May 3 (Reuters) - Clarence Thomas this week will reach a major milestone on the U.S. Supreme Court, becoming the second-longest-serving justice in American history. Along the way, the stalwart conservative has played an important role in guiding the court on a rightward course, even if he has not gotten everything he has advocated.
Thomas, who is 77, has served since October 1991, having been appointed at age 43 by Republican President George H.W. Bush to replace liberal luminary and civil-rights pioneer Thurgood Marshall on the top U.S. judicial body. Marshall was the first Black member of the court. Thomas, after a contentious Senate confirmation battle, became the second.
Thomas on Monday will overtake Justice Stephen J. Field, who served from 1863 to 1897, for the court's third-longest tenure, according to the Supreme Court Historical Society. Thomas on Thursday will leapfrog his late former colleague Justice John Paul Stevens, who served from 1975 to 2010, for the second-longest tenure, the society said.
If Thomas remains until May 20, 2028, he would set the court's longevity record, passing Justice William O. Douglas, who served from 1939 to 1975, the society said.
Thomas has left his mark on the Supreme Court, even as his role has evolved over the years.
"He began his time on the court often in dissent, and he stood his ground," said Haley Proctor, a University of Notre Dame law professor who previously served as a clerk for Thomas.
"The justice's influence on the law has been profound," Proctor said. "And that is a consequence, not only of his many years on the court, but also of his persistence."
Thomas has helped the court's 6-3 conservative majority, in place since 2020, to act assertively. On back-to-back days in June 2022, he was the author of a landmark ruling expanding gun rights protected by the U.S. Constitution's Second Amendment and joined other conservative justices in overturning the 1973 Roe v.

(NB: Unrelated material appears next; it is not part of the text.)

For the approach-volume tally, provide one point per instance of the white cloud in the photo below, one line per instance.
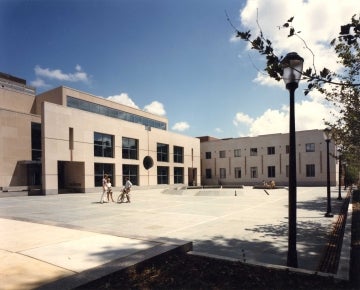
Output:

Wade decision that had legalized abortion nationwide.
Thomas also has championed an expansive view of religious liberty, opposed gay marriage, fought affirmative action preferences for minorities in university admissions and hiring, supported the death penalty and broad presidential powers, and curbed campaign-finance restrictions.
"Justice Thomas is the most radically conservative justice to serve on the Supreme Court in modern times," said Erwin Chemerinsky, dean of the University of California, Berkeley School of Law. "I say this because in addition to being conservative he has taken positions that would dramatically change the law that the court never has accepted."